Cassandra Backed Metrics Storage System.
This is a HTTP interface for sending data to Cassandra. The application uses tornado (asynchronous networking library) for creating the API.
Create the Cassandra schema:
CREATE KEYSPACE stats WITH replication = {
'class': 'SimpleStrategy',
'replication_factor': '3'
};
USE stats;
CREATE TABLE metrics (
metric_id text,
ts timestamp,
value float,
PRIMARY KEY (metric_id, ts)
) WITH
bloom_filter_fp_chance=0.010000 AND
caching='KEYS_ONLY' AND
comment='' AND
dclocal_read_repair_chance=0.000000 AND
gc_grace_seconds=864000 AND
index_interval=128 AND
read_repair_chance=0.100000 AND
replicate_on_write='true' AND
populate_io_cache_on_flush='false' AND
default_time_to_live=0 AND
speculative_retry='99.0PERCENTILE' AND
memtable_flush_period_in_ms=0 AND
compaction={'class': 'SizeTieredCompactionStrategy'} AND
compression={'sstable_compression': 'LZ4Compressor'};
This script is db/meetr.cql.002
The application is deployed via fabric at the moment. fabfile.py in the root directory can be seen for more info.

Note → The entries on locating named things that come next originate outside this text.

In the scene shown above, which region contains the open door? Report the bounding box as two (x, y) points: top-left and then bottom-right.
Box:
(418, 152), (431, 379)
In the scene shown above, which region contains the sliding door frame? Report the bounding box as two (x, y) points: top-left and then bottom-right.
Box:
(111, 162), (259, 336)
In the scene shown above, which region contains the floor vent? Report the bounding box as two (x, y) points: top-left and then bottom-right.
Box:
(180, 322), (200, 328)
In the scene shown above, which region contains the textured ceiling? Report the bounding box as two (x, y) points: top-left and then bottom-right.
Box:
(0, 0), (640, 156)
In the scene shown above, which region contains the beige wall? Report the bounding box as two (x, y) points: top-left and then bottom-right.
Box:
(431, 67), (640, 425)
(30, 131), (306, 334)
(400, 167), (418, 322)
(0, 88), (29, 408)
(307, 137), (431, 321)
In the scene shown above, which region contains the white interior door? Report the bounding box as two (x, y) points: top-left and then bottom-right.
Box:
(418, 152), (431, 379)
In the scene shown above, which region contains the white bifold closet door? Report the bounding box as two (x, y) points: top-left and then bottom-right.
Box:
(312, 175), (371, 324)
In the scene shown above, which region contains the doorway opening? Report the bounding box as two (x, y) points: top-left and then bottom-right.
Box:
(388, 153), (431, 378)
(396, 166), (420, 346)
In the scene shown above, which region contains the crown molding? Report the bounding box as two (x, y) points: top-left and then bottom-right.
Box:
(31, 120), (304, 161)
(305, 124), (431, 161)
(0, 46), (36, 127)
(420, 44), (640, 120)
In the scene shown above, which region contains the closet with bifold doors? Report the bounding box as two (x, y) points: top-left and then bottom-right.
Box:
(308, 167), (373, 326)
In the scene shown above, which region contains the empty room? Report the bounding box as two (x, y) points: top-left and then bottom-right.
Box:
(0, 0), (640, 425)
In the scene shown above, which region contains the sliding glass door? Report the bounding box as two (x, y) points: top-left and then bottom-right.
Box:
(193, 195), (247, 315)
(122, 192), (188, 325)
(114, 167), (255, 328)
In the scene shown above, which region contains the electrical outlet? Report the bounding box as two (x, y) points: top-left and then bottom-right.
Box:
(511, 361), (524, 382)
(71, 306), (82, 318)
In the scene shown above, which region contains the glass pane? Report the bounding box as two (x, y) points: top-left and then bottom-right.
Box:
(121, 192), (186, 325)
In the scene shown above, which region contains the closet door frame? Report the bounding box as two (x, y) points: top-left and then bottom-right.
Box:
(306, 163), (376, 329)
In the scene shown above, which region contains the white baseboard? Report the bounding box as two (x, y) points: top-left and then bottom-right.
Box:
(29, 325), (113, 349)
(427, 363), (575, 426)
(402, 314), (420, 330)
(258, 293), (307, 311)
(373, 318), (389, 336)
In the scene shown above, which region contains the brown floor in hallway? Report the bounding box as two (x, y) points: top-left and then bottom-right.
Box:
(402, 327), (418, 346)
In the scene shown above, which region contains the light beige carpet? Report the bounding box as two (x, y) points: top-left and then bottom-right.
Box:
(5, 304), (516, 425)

The app is deployed at location /srv/meetr. At the moment, files in util directory need to be moved manually.
application.py is the actual application which is a web-server using tornado. To scale, multiple instances of application.py can be run behind a HAproxy or independantly.

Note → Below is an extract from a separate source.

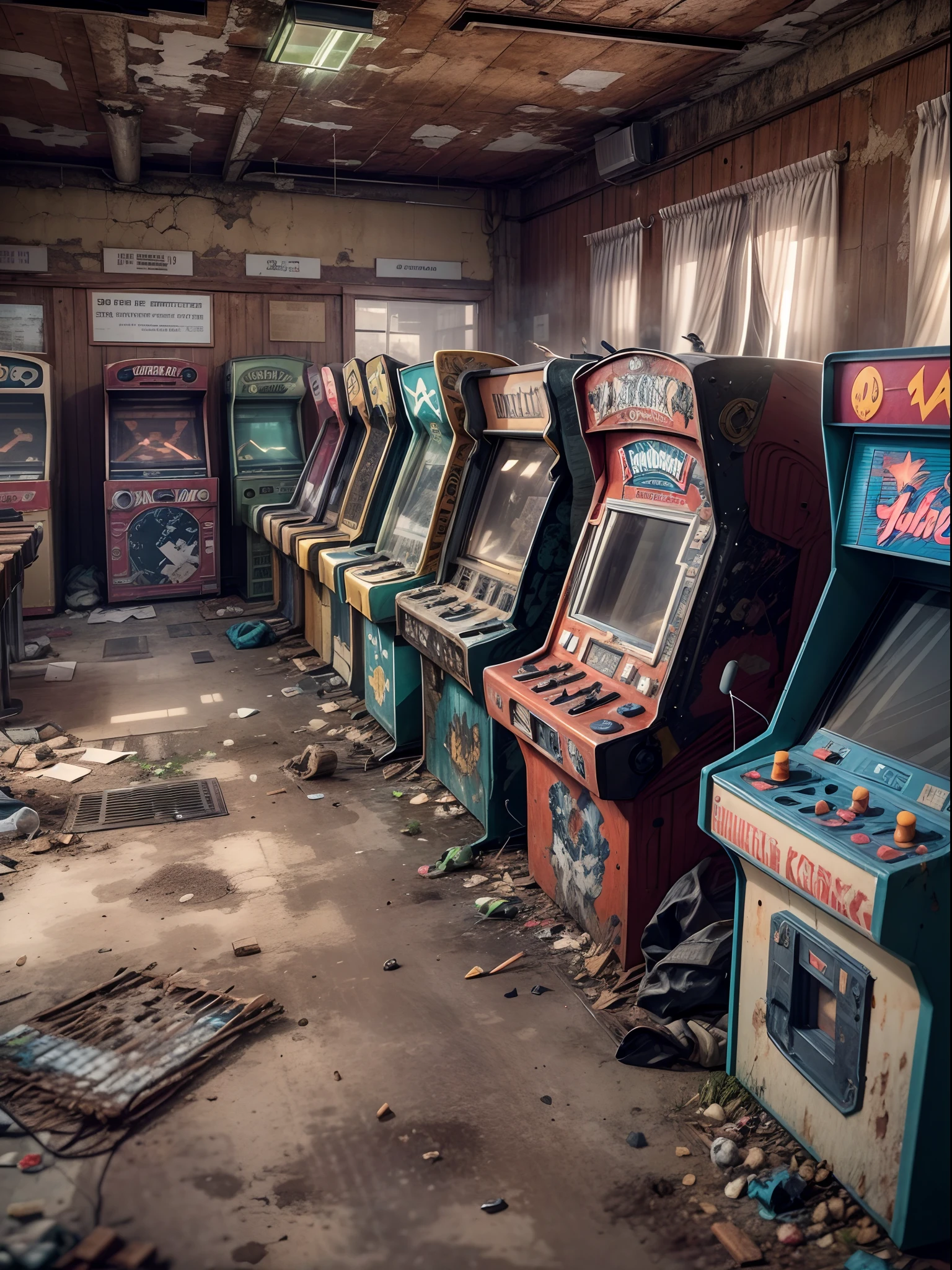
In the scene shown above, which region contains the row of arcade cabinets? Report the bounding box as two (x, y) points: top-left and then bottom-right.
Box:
(0, 353), (58, 617)
(699, 348), (950, 1248)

start_meetr script can be executed to start multiple instances of application.py and this part is simplified by init script meetr and it's config file /etc/sysconfig/meetr.
Tests under tests/functional_tests.py can be seen to know more about the API.
Assuming:
meetr_url = "http://localhost:8888/1.0/metrics"
test_data = {
'metric_id' : 'test-metric',
'ts' : "2003-12-18 12:18:18+0530",
'value' : 1
}
data = urllib.urlencode(test_data)
res = urllib2.urlopen(self.meetr_url, data)
test_data = [
{
'metric_id' : 'test-metric',
'ts' : "2003-12-18 12:18:18+0530",
'value' : 1
},
{
'metric_id' : 'test-metric',
'ts' : "2003-12-18 12:18:19+0530",
'value' : 1
},
{
'metric_id' : 'test-metric',
'ts' : "2003-12-18 12:18:20+0530",
'value' : 1
},
{
'metric_id' : 'test-metric',
'ts' : "2003-12-18 12:18:21+0530",
'value' : 1
}
]
metrics = json.dumps(test_data)
data = urllib.urlencode((('batch','True'),('metrics', metrics)))
res = urllib2.urlopen(self.meetr_url, data)
data = urllib.urlencode((
('metric', 'test-metric'),
('from', "2003-12-18 12:18:18+0530"),
('to', "2003-12-18 12:18:21+0530"),
('aggregation', 'sum')
))
res = urllib2.urlopen(self.meetr_url + '?' + data)
result = json.load(res)